All the while, I knew from historian friends that there was another way: I could turn my phone into a handheld scanner using one of the many apps on the market. Even with this knowledge, however, for years I found reasons to resist making the switch. I valued the flexibility and speed of digital photos, I though. Wouldn’t scanning on the spot slow me down? Plus, I’d invested a bunch of money in a nice digital camera; was I really going to abandon it in favor of my phone’s lower-quality one?

In January, though, my first smartphone went caput. When its replacement impressed me with its higher photo quality, I realized that it was finally time to give scanning apps a chance. I dug up this PC Mag breakdown of the major options, and ABBYY FineScanner immediately caught my eye. The full-featured version is pricey — on the order of $20 for a year or $60 for a lifetime of OCR-equipped scanning — but I’d used ABBYY products extensively in Columbia’s Digital Humanities Center and had always been satisfied. So I decided to take the plunge.

By the end of my first day using the app in the archive, I knew that my research life would never be the same. There could be no doubt, of course, that FineScanner makes for a much slower capture process than simple photo-taking. The basic trick is this: you take a photo of a page, and no matter the angle of the photo, the app will identify and crop the document into a flat, undistorted image. This is what an original photo looks like at the cropping stage:

While this “autocrop” functionality works pretty well, I still need to double-check every page, and in the end I have to manually crop quite a lot of them (depending on the document, the proportion ranges from 10 to 100% of the pages I scan). Then, in order to turn the photos into searchable pdfs, I upload them to the ABBYY server — something doable either between document scans at the archive or once I get home, depending on the size of the documents and the pace of the day.
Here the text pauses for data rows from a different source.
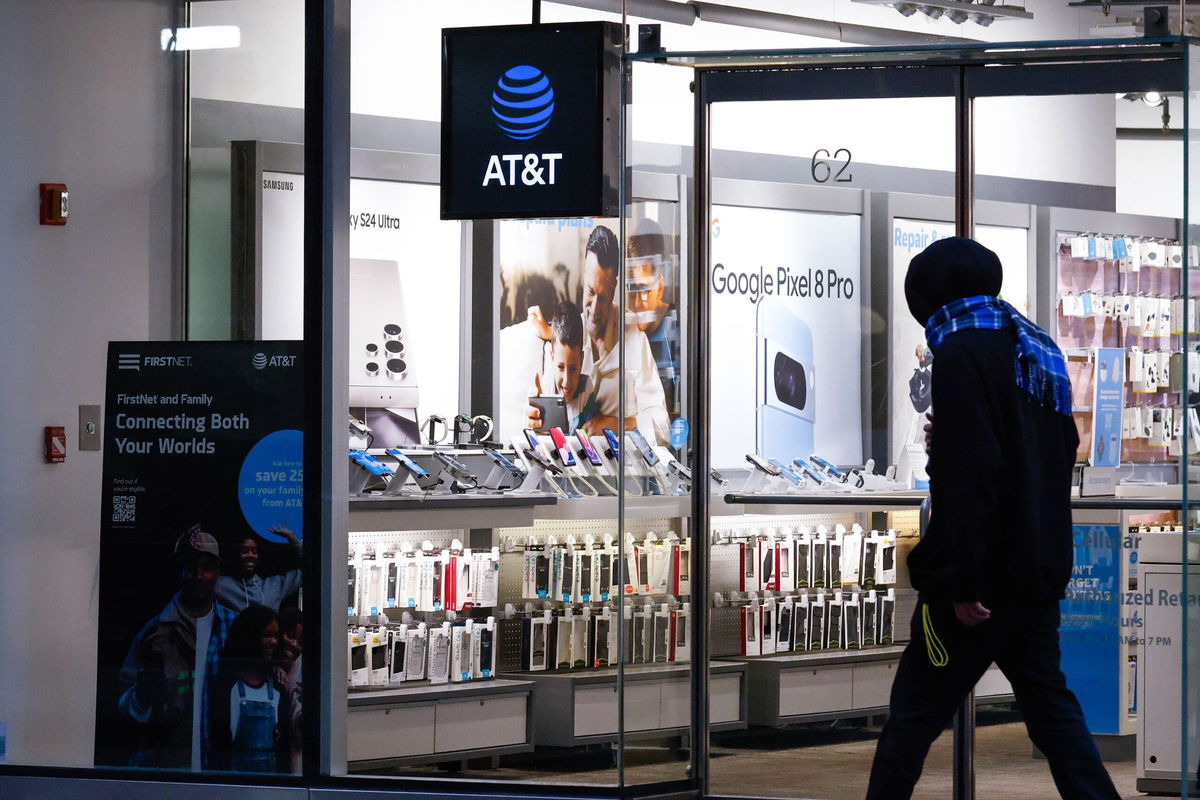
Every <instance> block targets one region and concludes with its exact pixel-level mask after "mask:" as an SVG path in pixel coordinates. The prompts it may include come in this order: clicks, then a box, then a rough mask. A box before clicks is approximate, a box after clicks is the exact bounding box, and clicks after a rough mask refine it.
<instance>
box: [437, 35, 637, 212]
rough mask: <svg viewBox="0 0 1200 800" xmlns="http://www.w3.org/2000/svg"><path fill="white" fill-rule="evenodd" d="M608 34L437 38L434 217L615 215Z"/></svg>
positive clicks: (614, 167) (613, 67) (618, 134)
mask: <svg viewBox="0 0 1200 800" xmlns="http://www.w3.org/2000/svg"><path fill="white" fill-rule="evenodd" d="M620 30H622V29H620V25H618V24H616V23H602V22H594V23H568V24H550V25H509V26H497V28H452V29H445V30H443V31H442V218H443V219H503V218H532V217H604V216H616V215H617V213H618V210H619V209H618V197H617V180H618V168H619V166H618V143H619V118H618V115H619V108H620Z"/></svg>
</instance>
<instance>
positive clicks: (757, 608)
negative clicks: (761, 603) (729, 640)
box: [742, 601, 762, 656]
mask: <svg viewBox="0 0 1200 800" xmlns="http://www.w3.org/2000/svg"><path fill="white" fill-rule="evenodd" d="M761 630H762V608H760V607H758V603H757V601H754V602H750V603H749V604H746V606H743V607H742V655H744V656H761V655H762V645H761V644H760V636H761V633H760V632H761Z"/></svg>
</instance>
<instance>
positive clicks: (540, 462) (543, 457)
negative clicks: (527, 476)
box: [524, 447, 563, 475]
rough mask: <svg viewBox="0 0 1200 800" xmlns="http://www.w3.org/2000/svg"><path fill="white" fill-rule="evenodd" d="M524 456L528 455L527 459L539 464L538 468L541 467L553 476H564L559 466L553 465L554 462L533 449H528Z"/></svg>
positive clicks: (538, 464) (561, 470) (532, 461)
mask: <svg viewBox="0 0 1200 800" xmlns="http://www.w3.org/2000/svg"><path fill="white" fill-rule="evenodd" d="M524 455H526V458H528V459H529V461H532V462H533V463H535V464H538V467H541V468H542V469H544V470H546V471H547V473H550V474H551V475H562V474H563V470H562V469H559V468H558V464H556V463H553V462H552V461H550V459H548V458H546V457H545V456H542V455H541V453H540V452H538V451H536V450H534V449H533V447H526V453H524Z"/></svg>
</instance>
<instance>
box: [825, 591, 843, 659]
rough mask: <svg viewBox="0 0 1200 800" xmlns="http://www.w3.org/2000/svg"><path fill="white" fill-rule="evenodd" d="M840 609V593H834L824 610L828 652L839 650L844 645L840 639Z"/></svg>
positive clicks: (840, 630)
mask: <svg viewBox="0 0 1200 800" xmlns="http://www.w3.org/2000/svg"><path fill="white" fill-rule="evenodd" d="M841 607H842V600H841V591H835V593H833V597H832V599H829V601H828V603H827V609H826V648H828V649H829V650H839V649H841V648H844V646H845V644H846V642H845V639H844V638H842V628H841Z"/></svg>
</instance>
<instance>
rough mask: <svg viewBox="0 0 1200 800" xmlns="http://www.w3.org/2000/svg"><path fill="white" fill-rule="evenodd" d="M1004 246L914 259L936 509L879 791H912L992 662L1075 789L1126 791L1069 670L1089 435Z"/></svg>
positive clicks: (977, 248) (916, 584)
mask: <svg viewBox="0 0 1200 800" xmlns="http://www.w3.org/2000/svg"><path fill="white" fill-rule="evenodd" d="M1002 281H1003V270H1002V267H1001V263H1000V258H997V255H996V254H995V253H994V252H991V251H990V249H988V248H986V247H984V246H982V245H979V243H978V242H976V241H973V240H971V239H962V237H949V239H942V240H938V241H936V242H934V243H932V245H930V246H929V247H928V248H925V249H924V251H923V252H920V253H918V254H917V255H916V257H914V258H913V259H912V261H911V263H910V265H908V273H907V276H906V277H905V296H906V299H907V302H908V309H910V311H911V312H912V315H913V317H914V318H916V319H917V321H918V323H920V324H922V325H923V326H924V327H925V338H926V341H928V343H929V348H930V350H931V351H932V353H934V356H935V360H936V365H937V366H936V369H934V371H932V401H934V403H932V420H931V428H930V429H929V437H930V438H929V451H930V458H929V476H930V503H931V511H930V521H929V525H928V528H926V531H925V536H924V537H923V540H922V541H920V543H919V545H917V547H916V548H913V551H912V554H911V555H910V557H908V572H910V576H911V578H912V585H913V588H914V589H917V591H918V603H917V610H916V613H914V614H913V619H912V637H911V640H910V644H908V646H907V648H906V649H905V651H904V655H902V656H901V658H900V666H899V667H898V669H896V676H895V681H894V682H893V685H892V699H890V704H892V708H890V712H889V716H888V721H887V723H886V724H884V727H883V730H882V733H881V734H880V740H878V744H877V746H876V751H875V760H874V763H872V765H871V777H870V782H869V786H868V790H866V798H868V800H906V799H907V798H911V796H912V792H913V787H914V786H916V784H917V781H918V778H919V777H920V772H922V768H923V765H924V762H925V756H926V754H928V753H929V747H930V745H931V744H932V742H934V740H935V739H937V736H938V735H940V734H941V733H942V730H944V729H946V726H947V724H948V723H949V721H950V717H952V716H953V715H954V711H955V710H956V709H958V708H959V705H960V704H961V702H962V699H964V698H965V697H966V696H967V693H968V692H970V691H971V690H972V688H973V687H974V685H976V681H978V680H979V678H980V676H982V675H983V674H984V672H985V670H986V669H988V668H989V667H990V666H991V664H992V663H995V664H996V666H997V667H1000V669H1001V670H1002V672H1003V673H1004V676H1006V678H1008V680H1009V682H1010V684H1012V686H1013V693H1014V696H1015V698H1016V703H1018V705H1019V706H1020V710H1021V714H1022V716H1024V718H1025V726H1026V729H1027V730H1028V734H1030V739H1032V740H1033V744H1034V745H1036V746H1037V747H1038V748H1039V750H1040V751H1042V752H1043V753H1044V754H1045V757H1046V760H1048V762H1049V765H1050V772H1051V775H1052V777H1054V781H1055V786H1056V787H1057V788H1058V793H1060V794H1061V795H1062V796H1063V798H1067V799H1069V800H1076V799H1078V800H1085V799H1086V800H1120V795H1118V794H1117V792H1116V789H1115V788H1114V786H1112V781H1111V778H1110V777H1109V775H1108V772H1106V771H1105V769H1104V764H1103V762H1102V760H1100V757H1099V753H1098V752H1097V748H1096V744H1094V741H1093V740H1092V735H1091V733H1090V732H1088V729H1087V726H1086V723H1085V721H1084V712H1082V710H1081V709H1080V705H1079V702H1078V700H1076V699H1075V696H1074V693H1073V692H1072V691H1070V690H1069V688H1068V687H1067V680H1066V678H1064V676H1063V673H1062V669H1061V668H1060V649H1058V601H1060V600H1061V599H1062V597H1063V596H1064V590H1066V588H1067V582H1068V581H1069V579H1070V570H1072V564H1073V551H1072V548H1073V536H1072V518H1070V483H1072V470H1073V468H1074V463H1075V451H1076V449H1078V446H1079V433H1078V431H1076V429H1075V422H1074V420H1073V419H1072V416H1070V383H1069V380H1068V378H1067V371H1066V363H1064V361H1063V356H1062V351H1061V350H1060V349H1058V347H1057V345H1056V344H1055V343H1054V341H1052V339H1051V338H1050V336H1049V335H1048V333H1046V332H1045V331H1043V330H1042V329H1039V327H1038V326H1037V325H1034V324H1033V323H1031V321H1030V320H1028V319H1026V318H1025V317H1022V315H1021V314H1020V313H1019V312H1018V311H1016V309H1015V308H1013V307H1012V306H1010V305H1008V303H1007V302H1004V301H1003V300H1001V299H1000V297H998V296H997V295H998V294H1000V289H1001V283H1002Z"/></svg>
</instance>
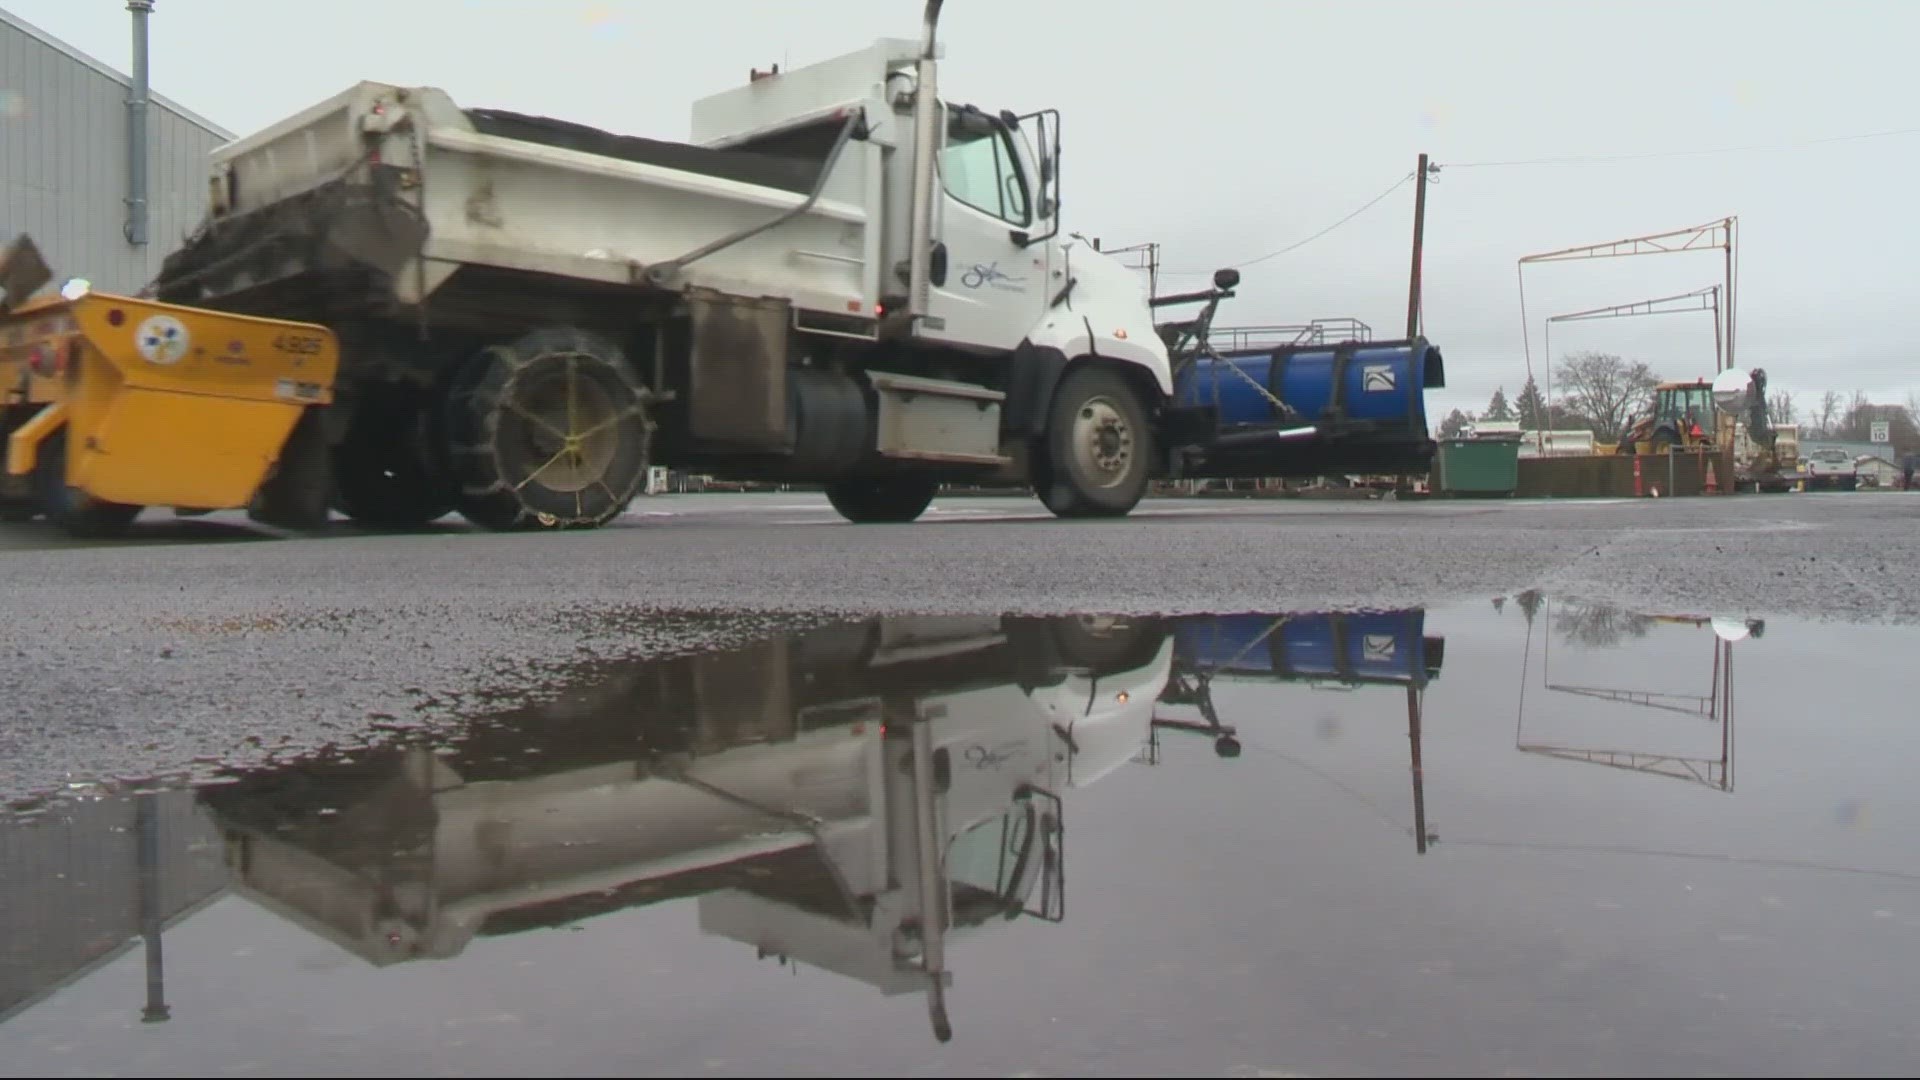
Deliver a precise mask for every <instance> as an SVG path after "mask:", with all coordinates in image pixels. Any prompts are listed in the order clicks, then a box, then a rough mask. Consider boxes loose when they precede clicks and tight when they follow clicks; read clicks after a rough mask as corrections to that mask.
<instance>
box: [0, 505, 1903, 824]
mask: <svg viewBox="0 0 1920 1080" xmlns="http://www.w3.org/2000/svg"><path fill="white" fill-rule="evenodd" d="M1916 525H1920V494H1901V492H1857V494H1799V496H1745V498H1730V500H1624V502H1622V500H1615V502H1603V500H1601V502H1555V503H1538V502H1513V503H1509V502H1500V503H1490V502H1398V503H1396V502H1365V503H1350V502H1300V500H1288V502H1256V500H1235V502H1213V500H1204V502H1202V500H1167V502H1150V503H1144V505H1142V507H1140V511H1139V513H1137V515H1135V517H1131V519H1127V521H1110V523H1060V521H1052V519H1050V517H1048V515H1044V511H1041V509H1039V507H1037V503H1033V502H1031V500H948V502H943V503H941V505H937V507H935V513H931V515H929V519H924V521H922V523H918V525H908V527H858V528H856V527H847V525H843V523H839V519H837V517H835V515H833V513H831V509H828V507H826V503H824V500H820V498H818V496H664V498H651V500H641V502H639V503H636V513H634V515H632V517H630V519H628V521H624V523H622V525H618V527H611V528H603V530H595V532H578V534H522V536H501V534H476V532H468V530H463V528H457V527H447V528H444V530H428V532H419V534H405V536H365V534H353V532H344V534H342V536H328V538H319V540H292V538H261V534H257V532H252V530H248V528H244V527H240V525H234V523H232V519H211V521H173V519H169V517H157V519H156V521H154V525H152V527H144V528H142V536H138V538H136V540H131V542H119V544H73V542H63V540H58V538H52V536H48V534H46V532H42V530H36V528H13V530H8V532H0V565H4V567H6V582H8V603H6V613H8V617H6V619H4V621H0V659H4V667H0V696H4V700H6V701H8V703H10V707H8V709H6V715H4V719H0V801H17V799H25V798H31V796H36V794H48V792H54V790H61V788H67V786H69V784H75V782H83V780H115V778H119V780H127V778H138V776H152V774H156V773H177V771H186V769H192V767H196V765H198V767H202V769H200V771H205V767H211V765H213V763H227V765H248V763H255V761H265V759H269V757H271V755H275V753H300V751H305V749H311V748H319V746H326V744H332V746H353V744H357V742H363V740H367V738H378V736H382V732H386V730H392V728H396V726H397V728H417V726H432V724H436V723H445V721H451V719H453V715H455V713H457V711H461V709H463V707H467V701H470V700H472V698H474V696H476V694H486V696H490V698H515V696H524V694H526V692H530V690H534V688H538V686H540V678H541V671H549V669H551V667H553V665H557V663H563V661H580V659H591V657H593V655H632V653H651V651H680V650H689V648H705V646H712V644H724V642H730V640H737V638H741V636H749V634H755V632H760V630H764V628H770V626H772V625H789V623H797V621H812V619H816V617H824V615H872V613H904V611H945V613H983V611H1021V613H1066V611H1156V613H1179V611H1250V609H1261V611H1277V609H1300V607H1306V609H1327V607H1367V605H1419V603H1440V601H1448V600H1461V598H1492V596H1501V594H1509V592H1515V590H1523V588H1546V590H1551V592H1557V594H1578V596H1584V598H1590V600H1605V601H1613V603H1620V605H1628V607H1640V609H1649V607H1657V609H1661V611H1676V609H1682V611H1703V613H1716V615H1761V617H1793V615H1797V617H1809V619H1837V621H1855V623H1859V621H1866V623H1887V621H1891V623H1916V621H1920V573H1914V567H1916V563H1920V559H1916V555H1920V528H1916ZM670 613H712V615H722V617H699V619H687V617H668V615H670Z"/></svg>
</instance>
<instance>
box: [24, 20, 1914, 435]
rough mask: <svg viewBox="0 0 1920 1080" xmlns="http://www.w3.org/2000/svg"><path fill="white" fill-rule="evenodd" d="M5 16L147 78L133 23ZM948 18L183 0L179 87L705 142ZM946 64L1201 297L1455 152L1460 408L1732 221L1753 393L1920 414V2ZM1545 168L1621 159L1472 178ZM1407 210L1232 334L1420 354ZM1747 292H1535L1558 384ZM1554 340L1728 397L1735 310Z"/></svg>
mask: <svg viewBox="0 0 1920 1080" xmlns="http://www.w3.org/2000/svg"><path fill="white" fill-rule="evenodd" d="M0 2H4V4H6V6H8V8H10V10H12V12H15V13H17V15H21V17H25V19H27V21H31V23H36V25H38V27H40V29H44V31H48V33H52V35H56V37H60V38H63V40H67V42H69V44H73V46H77V48H81V50H84V52H88V54H92V56H96V58H100V60H104V61H108V63H113V65H115V67H121V69H125V67H127V61H129V35H127V13H125V6H123V2H121V0H0ZM918 19H920V2H918V0H699V2H685V0H599V2H574V0H157V10H156V17H154V38H152V40H154V44H152V48H154V56H152V67H154V86H156V90H159V92H161V94H165V96H171V98H173V100H177V102H180V104H182V106H186V108H190V110H196V111H200V113H204V115H207V117H211V119H215V121H219V123H223V125H227V127H228V129H232V131H238V133H248V131H253V129H257V127H263V125H269V123H273V121H276V119H280V117H284V115H288V113H294V111H298V110H301V108H305V106H309V104H315V102H319V100H323V98H326V96H330V94H334V92H338V90H344V88H348V86H349V85H351V83H355V81H359V79H382V81H392V83H411V85H436V86H444V88H445V90H449V92H451V94H453V96H455V100H459V102H463V104H468V106H499V108H513V110H520V111H540V113H547V115H557V117H564V119H574V121H584V123H591V125H597V127H607V129H614V131H622V133H632V135H649V136H657V138H685V136H687V115H689V106H691V102H693V100H695V98H699V96H705V94H710V92H714V90H722V88H728V86H733V85H739V83H741V81H745V79H747V71H749V67H766V65H768V63H774V61H781V63H783V67H797V65H803V63H808V61H816V60H826V58H829V56H835V54H841V52H849V50H854V48H860V46H862V44H866V42H870V40H872V38H876V37H914V35H916V33H918ZM943 38H945V42H947V50H948V52H947V63H945V69H943V77H941V88H943V92H945V94H947V96H950V98H960V100H972V102H975V104H981V106H989V108H1014V110H1018V111H1027V110H1035V108H1048V106H1052V108H1058V110H1060V111H1062V113H1064V150H1066V160H1064V183H1066V215H1068V227H1069V229H1073V231H1081V233H1087V234H1089V236H1100V238H1102V240H1104V242H1106V246H1110V248H1114V246H1121V244H1135V242H1146V240H1158V242H1160V244H1162V246H1164V252H1165V254H1164V261H1165V267H1167V269H1171V271H1190V273H1187V275H1185V277H1173V279H1169V284H1171V286H1200V284H1204V281H1206V277H1204V275H1206V273H1208V271H1210V269H1212V267H1215V265H1223V263H1238V261H1246V259H1252V258H1258V256H1263V254H1267V252H1273V250H1279V248H1284V246H1288V244H1292V242H1298V240H1302V238H1306V236H1311V234H1313V233H1317V231H1319V229H1325V227H1327V225H1331V223H1334V221H1338V219H1340V217H1344V215H1348V213H1350V211H1354V209H1356V208H1359V206H1361V204H1365V202H1367V200H1371V198H1375V196H1377V194H1380V192H1382V190H1384V188H1386V186H1388V184H1392V183H1394V181H1396V177H1409V175H1411V173H1413V163H1415V160H1417V156H1419V154H1421V152H1423V150H1425V152H1428V154H1432V158H1434V161H1436V163H1440V165H1442V171H1440V175H1438V179H1436V181H1434V184H1432V190H1430V194H1428V219H1427V271H1425V273H1427V300H1425V329H1427V334H1428V336H1430V338H1432V340H1434V342H1436V344H1438V346H1440V348H1442V352H1444V354H1446V356H1448V375H1450V386H1448V390H1442V392H1434V394H1432V398H1430V402H1428V407H1430V409H1432V411H1436V413H1444V411H1446V409H1450V407H1455V405H1461V407H1467V409H1480V407H1484V404H1486V400H1488V396H1490V394H1492V390H1494V386H1496V384H1503V386H1505V390H1507V394H1509V396H1511V394H1517V392H1519V388H1521V384H1523V382H1524V379H1526V371H1524V359H1523V325H1521V313H1519V292H1517V275H1515V259H1519V258H1521V256H1524V254H1530V252H1544V250H1553V248H1565V246H1574V244H1592V242H1603V240H1615V238H1624V236H1634V234H1645V233H1661V231H1670V229H1684V227H1692V225H1701V223H1709V221H1715V219H1720V217H1726V215H1738V217H1740V338H1738V342H1740V344H1738V356H1736V361H1738V363H1740V365H1741V367H1753V365H1763V367H1766V369H1768V377H1770V380H1772V384H1774V386H1784V388H1789V390H1795V392H1799V394H1801V396H1803V398H1805V396H1814V394H1818V390H1824V388H1834V390H1841V392H1851V390H1864V392H1868V394H1870V396H1872V398H1874V400H1880V402H1903V400H1905V398H1907V394H1908V392H1916V390H1920V371H1916V359H1920V348H1916V346H1914V340H1912V338H1908V336H1907V334H1908V332H1910V329H1908V325H1907V323H1905V319H1907V313H1908V311H1910V309H1912V306H1914V294H1916V284H1920V275H1916V271H1914V252H1920V209H1916V208H1920V200H1916V198H1914V194H1912V188H1914V184H1916V177H1920V108H1916V106H1920V92H1916V88H1914V60H1912V42H1914V40H1920V0H1885V2H1843V0H1822V2H1789V0H1745V2H1734V4H1720V2H1678V0H1668V2H1626V0H1619V2H1586V0H1532V2H1467V0H1457V2H1448V0H1428V2H1367V0H1344V2H1332V0H1327V2H1284V0H1267V2H1263V0H1187V2H1183V4H1160V2H1150V0H1044V2H1041V0H948V4H947V13H945V19H943ZM1870 133H1895V135H1874V136H1862V135H1870ZM1839 136H1862V138H1839ZM1755 146H1757V148H1759V150H1740V152H1713V154H1705V152H1703V150H1718V148H1755ZM1622 156H1632V158H1634V160H1619V158H1622ZM1542 158H1555V160H1559V158H1613V160H1611V161H1596V163H1571V165H1569V163H1526V165H1500V167H1494V165H1478V167H1469V165H1471V163H1490V161H1536V160H1542ZM1411 215H1413V184H1411V183H1407V184H1404V186H1400V188H1398V190H1394V192H1392V196H1388V198H1384V200H1380V202H1379V204H1377V206H1373V208H1371V209H1369V211H1365V213H1361V215H1359V217H1356V219H1352V221H1350V223H1346V225H1344V227H1340V229H1336V231H1332V233H1329V234H1327V236H1323V238H1319V240H1315V242H1311V244H1306V246H1302V248H1300V250H1296V252H1290V254H1284V256H1279V258H1271V259H1267V261H1261V263H1258V265H1252V267H1248V269H1246V271H1244V273H1246V284H1244V288H1242V292H1240V296H1238V298H1236V300H1233V302H1229V307H1227V309H1225V311H1223V317H1221V321H1223V323H1238V325H1252V323H1294V321H1306V319H1313V317H1334V315H1354V317H1359V319H1363V321H1367V323H1371V325H1373V329H1375V332H1377V336H1400V332H1402V329H1404V323H1405V290H1407V263H1409V258H1407V256H1409V248H1407V244H1409V234H1411ZM1720 273H1722V265H1720V258H1718V252H1715V254H1670V256H1649V258H1630V259H1603V261H1592V263H1555V265H1540V267H1530V269H1528V271H1526V302H1528V313H1530V321H1532V327H1530V332H1532V348H1534V367H1536V371H1540V365H1542V363H1544V354H1542V348H1544V344H1546V342H1544V340H1542V319H1544V317H1546V315H1551V313H1565V311H1576V309H1586V307H1599V306H1609V304H1626V302H1636V300H1647V298H1657V296H1668V294H1680V292H1690V290H1695V288H1705V286H1709V284H1715V282H1718V281H1720ZM1551 346H1553V352H1555V354H1563V352H1567V350H1576V348H1597V350H1605V352H1619V354H1622V356H1628V357H1638V359H1645V361H1649V363H1651V365H1653V367H1655V369H1657V371H1659V373H1661V375H1665V377H1674V379H1680V377H1693V375H1711V373H1713V323H1711V317H1709V315H1705V313H1697V315H1665V317H1659V319H1611V321H1594V323H1563V325H1559V327H1555V332H1553V340H1551Z"/></svg>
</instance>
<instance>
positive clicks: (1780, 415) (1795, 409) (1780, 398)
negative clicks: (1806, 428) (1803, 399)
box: [1766, 390, 1799, 427]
These slight hassles, though, are vastly outweighed by the utility of the final product. FineScanner is able to recognize nearly all of the documents I send it, meaning that the individual photos I take come back to me as completely searchable, centered and undistorted pdfs, which I can then upload directly to the cloud or send via email or text. Here’s the page from above, post-processing:

The app can recognize nearly 200 languages, and while I can’t vouch for most of them, my experiences with English, Portuguese, Spanish, and French have been excellent. And miraculously, the recognized pdfs that emerge are tiny — generally about 10% of the size of the smallest unrecognized pdfs I used to make. (Fifty-page pdfs, for instance, usually weigh in around 2.5 MB.)

The advantage of the OCR phone-scanning approach is clearest in comparison. Whereas before, I would end a day at the archive with several hundred individual photographs and the dreadful knowledge that hours of processing awaited at some sure-to-be-later time, now my days end with tiny, fully-searchable pdfs ready to be organized and consulted on demand.

If you’ve made it to the end of this post, there’s a good chance that you belong to the tiny minority of people whose lives can be changed by a well-crafted OCR-optimized portable-scanning smartphone app. And if indeed you do, I’d recommend giving ABBYY FineScanner a spin.